Ceylan is a world traveler. She completed her Bachelor’s degree in her home country of Turkey before she traveled to Germany for her Master’s and Belgium for her Ph.D. Her doctoral work was at the intersection of social psychology and neuroscience, which eventually lead to her interest in social media, fake news, and online learning. When she saw the postdoc job posting at MSU to do research on the brain and social media, she knew it was for her. Despite all her travel, Ceylan says she doesn’t consider herself very adventurous- except when it comes to changing locations, which she tends to do every couple of years.

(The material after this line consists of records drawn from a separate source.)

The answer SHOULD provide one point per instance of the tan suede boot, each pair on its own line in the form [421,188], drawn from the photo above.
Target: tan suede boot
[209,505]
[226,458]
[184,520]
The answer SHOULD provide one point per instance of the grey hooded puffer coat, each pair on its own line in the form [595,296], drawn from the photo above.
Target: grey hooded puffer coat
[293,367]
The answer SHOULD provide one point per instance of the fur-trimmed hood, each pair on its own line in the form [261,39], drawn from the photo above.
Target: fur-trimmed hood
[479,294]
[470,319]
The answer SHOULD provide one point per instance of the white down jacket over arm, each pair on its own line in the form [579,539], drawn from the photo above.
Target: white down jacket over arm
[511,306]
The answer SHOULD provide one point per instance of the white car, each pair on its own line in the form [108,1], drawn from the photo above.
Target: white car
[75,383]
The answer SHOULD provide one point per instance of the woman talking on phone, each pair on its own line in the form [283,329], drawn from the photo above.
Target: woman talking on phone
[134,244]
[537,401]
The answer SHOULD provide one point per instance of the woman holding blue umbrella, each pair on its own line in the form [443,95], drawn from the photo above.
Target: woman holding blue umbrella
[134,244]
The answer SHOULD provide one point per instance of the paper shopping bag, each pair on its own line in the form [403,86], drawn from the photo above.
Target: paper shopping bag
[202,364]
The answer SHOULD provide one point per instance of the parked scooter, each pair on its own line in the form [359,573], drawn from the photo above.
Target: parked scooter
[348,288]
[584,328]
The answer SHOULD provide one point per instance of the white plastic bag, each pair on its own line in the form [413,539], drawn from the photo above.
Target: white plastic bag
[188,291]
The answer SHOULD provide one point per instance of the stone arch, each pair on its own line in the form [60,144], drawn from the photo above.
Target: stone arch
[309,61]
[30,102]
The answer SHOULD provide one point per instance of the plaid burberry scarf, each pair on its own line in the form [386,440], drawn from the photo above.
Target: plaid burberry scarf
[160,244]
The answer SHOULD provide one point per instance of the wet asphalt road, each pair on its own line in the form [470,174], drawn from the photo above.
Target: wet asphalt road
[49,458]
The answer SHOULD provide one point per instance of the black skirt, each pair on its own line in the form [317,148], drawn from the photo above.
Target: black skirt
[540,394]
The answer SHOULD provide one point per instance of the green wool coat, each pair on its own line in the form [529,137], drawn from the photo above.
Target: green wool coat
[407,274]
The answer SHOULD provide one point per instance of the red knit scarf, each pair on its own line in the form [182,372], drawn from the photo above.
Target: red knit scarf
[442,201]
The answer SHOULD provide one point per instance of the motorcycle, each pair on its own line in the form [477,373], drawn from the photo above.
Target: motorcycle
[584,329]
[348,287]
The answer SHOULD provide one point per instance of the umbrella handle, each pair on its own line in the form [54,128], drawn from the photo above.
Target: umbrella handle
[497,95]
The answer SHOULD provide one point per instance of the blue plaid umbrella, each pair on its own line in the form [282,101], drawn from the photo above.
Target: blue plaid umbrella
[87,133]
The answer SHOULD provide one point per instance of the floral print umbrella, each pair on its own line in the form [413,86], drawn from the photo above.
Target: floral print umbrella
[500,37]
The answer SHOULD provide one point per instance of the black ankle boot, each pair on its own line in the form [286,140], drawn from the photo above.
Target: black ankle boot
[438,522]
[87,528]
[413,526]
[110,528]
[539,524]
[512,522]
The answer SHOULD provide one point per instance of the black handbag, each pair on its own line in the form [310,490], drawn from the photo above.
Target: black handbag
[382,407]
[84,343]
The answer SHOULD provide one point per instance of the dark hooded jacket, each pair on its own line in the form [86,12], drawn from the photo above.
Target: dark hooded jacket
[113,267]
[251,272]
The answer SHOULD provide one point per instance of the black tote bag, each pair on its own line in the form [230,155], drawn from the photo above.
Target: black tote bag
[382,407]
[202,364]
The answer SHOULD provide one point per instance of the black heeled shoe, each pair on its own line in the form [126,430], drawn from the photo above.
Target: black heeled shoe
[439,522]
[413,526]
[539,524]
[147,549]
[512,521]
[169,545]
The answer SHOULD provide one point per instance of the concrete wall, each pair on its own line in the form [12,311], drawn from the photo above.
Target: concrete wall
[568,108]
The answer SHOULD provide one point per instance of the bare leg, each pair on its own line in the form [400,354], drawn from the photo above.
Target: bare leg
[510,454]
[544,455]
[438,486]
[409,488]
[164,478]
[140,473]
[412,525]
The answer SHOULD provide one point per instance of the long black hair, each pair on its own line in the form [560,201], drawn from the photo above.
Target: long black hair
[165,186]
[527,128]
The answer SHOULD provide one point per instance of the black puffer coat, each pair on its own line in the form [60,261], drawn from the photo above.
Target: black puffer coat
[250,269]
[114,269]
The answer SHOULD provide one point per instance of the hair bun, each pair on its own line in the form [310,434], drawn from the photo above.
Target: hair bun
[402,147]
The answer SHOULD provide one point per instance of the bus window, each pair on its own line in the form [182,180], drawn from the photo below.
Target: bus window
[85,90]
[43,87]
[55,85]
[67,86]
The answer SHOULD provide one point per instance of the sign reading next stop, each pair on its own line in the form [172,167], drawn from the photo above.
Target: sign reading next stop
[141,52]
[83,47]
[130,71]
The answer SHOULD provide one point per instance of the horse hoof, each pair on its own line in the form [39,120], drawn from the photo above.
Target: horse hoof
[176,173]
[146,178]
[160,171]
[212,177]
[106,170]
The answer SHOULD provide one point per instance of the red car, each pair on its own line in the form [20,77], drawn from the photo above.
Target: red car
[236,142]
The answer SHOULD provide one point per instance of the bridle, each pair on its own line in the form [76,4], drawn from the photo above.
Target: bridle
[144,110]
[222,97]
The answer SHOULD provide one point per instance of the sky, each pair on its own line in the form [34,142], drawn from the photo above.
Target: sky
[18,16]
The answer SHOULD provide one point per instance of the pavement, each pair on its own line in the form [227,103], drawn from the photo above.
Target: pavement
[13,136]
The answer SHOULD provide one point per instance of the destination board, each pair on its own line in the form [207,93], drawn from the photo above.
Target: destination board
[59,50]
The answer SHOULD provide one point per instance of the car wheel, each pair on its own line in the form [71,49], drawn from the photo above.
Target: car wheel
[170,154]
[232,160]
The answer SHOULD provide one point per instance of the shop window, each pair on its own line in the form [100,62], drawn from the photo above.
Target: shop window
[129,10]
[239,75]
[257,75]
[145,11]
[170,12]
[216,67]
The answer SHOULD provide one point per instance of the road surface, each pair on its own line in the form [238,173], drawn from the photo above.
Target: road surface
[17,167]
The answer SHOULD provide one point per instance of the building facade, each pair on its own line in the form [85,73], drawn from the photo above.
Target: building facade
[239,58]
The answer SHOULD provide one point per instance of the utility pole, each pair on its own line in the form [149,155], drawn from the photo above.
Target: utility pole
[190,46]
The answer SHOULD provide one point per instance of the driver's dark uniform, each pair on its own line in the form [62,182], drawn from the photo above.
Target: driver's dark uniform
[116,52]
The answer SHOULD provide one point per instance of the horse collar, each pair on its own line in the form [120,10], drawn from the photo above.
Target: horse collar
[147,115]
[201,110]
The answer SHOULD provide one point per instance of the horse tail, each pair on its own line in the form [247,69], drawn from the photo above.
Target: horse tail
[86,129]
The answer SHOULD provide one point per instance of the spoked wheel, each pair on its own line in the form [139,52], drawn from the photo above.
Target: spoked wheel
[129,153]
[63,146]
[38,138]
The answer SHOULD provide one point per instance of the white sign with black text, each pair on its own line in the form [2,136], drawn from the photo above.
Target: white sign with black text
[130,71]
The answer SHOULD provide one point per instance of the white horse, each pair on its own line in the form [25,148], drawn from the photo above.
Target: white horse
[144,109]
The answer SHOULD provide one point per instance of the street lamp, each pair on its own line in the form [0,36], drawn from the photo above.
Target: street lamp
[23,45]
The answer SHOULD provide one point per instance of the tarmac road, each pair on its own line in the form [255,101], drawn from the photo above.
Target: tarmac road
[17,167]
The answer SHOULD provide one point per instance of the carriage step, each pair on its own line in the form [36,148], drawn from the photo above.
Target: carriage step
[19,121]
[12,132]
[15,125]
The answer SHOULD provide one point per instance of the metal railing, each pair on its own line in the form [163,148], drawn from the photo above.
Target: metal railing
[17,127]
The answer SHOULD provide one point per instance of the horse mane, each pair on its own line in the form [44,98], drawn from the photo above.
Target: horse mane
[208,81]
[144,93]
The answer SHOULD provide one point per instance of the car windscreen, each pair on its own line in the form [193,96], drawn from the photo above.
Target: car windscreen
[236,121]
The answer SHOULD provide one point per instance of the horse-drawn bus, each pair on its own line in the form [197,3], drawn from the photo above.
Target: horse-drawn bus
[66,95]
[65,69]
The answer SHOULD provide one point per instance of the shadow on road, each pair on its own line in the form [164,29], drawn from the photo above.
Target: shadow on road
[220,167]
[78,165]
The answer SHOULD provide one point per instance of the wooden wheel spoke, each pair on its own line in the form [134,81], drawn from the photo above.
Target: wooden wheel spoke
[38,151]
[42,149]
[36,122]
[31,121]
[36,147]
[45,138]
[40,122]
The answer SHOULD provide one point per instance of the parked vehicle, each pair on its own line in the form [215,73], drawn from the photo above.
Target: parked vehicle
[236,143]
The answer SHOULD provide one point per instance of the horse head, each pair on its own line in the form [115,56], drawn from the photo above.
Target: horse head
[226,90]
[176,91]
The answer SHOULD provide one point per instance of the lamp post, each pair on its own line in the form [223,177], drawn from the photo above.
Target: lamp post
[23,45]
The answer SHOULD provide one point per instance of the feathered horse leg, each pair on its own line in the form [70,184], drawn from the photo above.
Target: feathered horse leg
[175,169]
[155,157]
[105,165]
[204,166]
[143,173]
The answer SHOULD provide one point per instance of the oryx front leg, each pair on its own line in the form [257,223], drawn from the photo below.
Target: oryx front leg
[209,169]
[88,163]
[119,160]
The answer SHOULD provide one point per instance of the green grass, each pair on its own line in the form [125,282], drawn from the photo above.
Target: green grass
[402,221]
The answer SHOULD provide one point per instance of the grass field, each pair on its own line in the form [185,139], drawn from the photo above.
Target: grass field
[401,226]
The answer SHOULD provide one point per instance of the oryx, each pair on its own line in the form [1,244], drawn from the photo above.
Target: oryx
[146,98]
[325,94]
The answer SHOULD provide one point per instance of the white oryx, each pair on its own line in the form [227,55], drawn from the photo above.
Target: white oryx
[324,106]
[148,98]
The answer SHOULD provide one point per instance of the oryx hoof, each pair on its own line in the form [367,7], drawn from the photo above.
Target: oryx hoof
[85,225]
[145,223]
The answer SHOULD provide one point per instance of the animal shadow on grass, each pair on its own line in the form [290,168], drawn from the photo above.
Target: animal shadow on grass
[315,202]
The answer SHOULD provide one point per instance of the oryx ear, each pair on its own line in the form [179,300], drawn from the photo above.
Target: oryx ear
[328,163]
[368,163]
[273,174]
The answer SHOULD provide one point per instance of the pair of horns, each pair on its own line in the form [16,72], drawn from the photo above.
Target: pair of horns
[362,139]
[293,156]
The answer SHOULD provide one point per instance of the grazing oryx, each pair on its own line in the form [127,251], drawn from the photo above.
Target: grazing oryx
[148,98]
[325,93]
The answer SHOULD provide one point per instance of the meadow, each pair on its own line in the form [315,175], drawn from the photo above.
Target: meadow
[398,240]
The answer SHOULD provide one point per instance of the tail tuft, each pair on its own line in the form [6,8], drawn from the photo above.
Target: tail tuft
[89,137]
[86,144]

When she moves to a new place, Ceylan doesn’t do any research in advance. She noted that many things about new places could cause her to be fearful so instead, she prefers to be surprised. When she got her position at MSU, her move to East Lansing was no exception. She rode the Michigan Flyer into town, noting how rough the roads were and comments fellow passengers made about how cold Michigan winters are, but her Belgian husband (who now works at the University of Michigan) was able to move with her and he enjoys the MI microbrew industry.

Regardless of a somewhat unexpected start, Ceylan shared that she has found her time at MSU to be very fulfilling. She even went as far as to say she wished she had completed her Ph.D. here because of all the professional development workshops offered by the Graduate School. For Ceylan, this is evidence that MSU cares about its students and want to make sure they have a voice; an aspect of her graduate experience that was missing. As she transitions between a graduate student and a faculty member, she appreciates the social community that exists at MSU and has found the Postdoc Association to be a great place to find caring people and network with other professionals. Before coming to the U.S., Ceylan notes that there were some English words that just didn’t resonate with her, such as “diversity”. After coming to MSU, she has realized the importance of diversity and notes that while many people feel MSU is not diverse enough, “this is the most diverse place I have ever been.” Exposure to various racial/ethnic identities, cultures, ideas, and other international students has been a huge plus of Ceylan. “I’ve never received a message from other institutions saying ‘welcome, what can we do to help you’,” she says.

When it comes down to it, Ceylan just wants to be respectful of others. She tries to help people feel more confident by stressing their strengths in certain areas, but always feels that if someone asks her for a critique she wants to provide constructive feedback so they can continue to grow. People reach out to Ceylan from her previous homes to ask questions about academics and she always tries to advise them. One platform she uses to do so is a YouTube channel where she discusses articles and debunks myths about the brain. “If I reach one person,” Ceylan says, “then it is a success for me.” In the future, she wants to start a scholarly-practice based “behavior change lab” where research informs the approach “not for science, not for research, but for people” says Ceylan. Using everyday support to help people change their behavior is a new method of psychological consultation that she imagines will be at the core of her lab.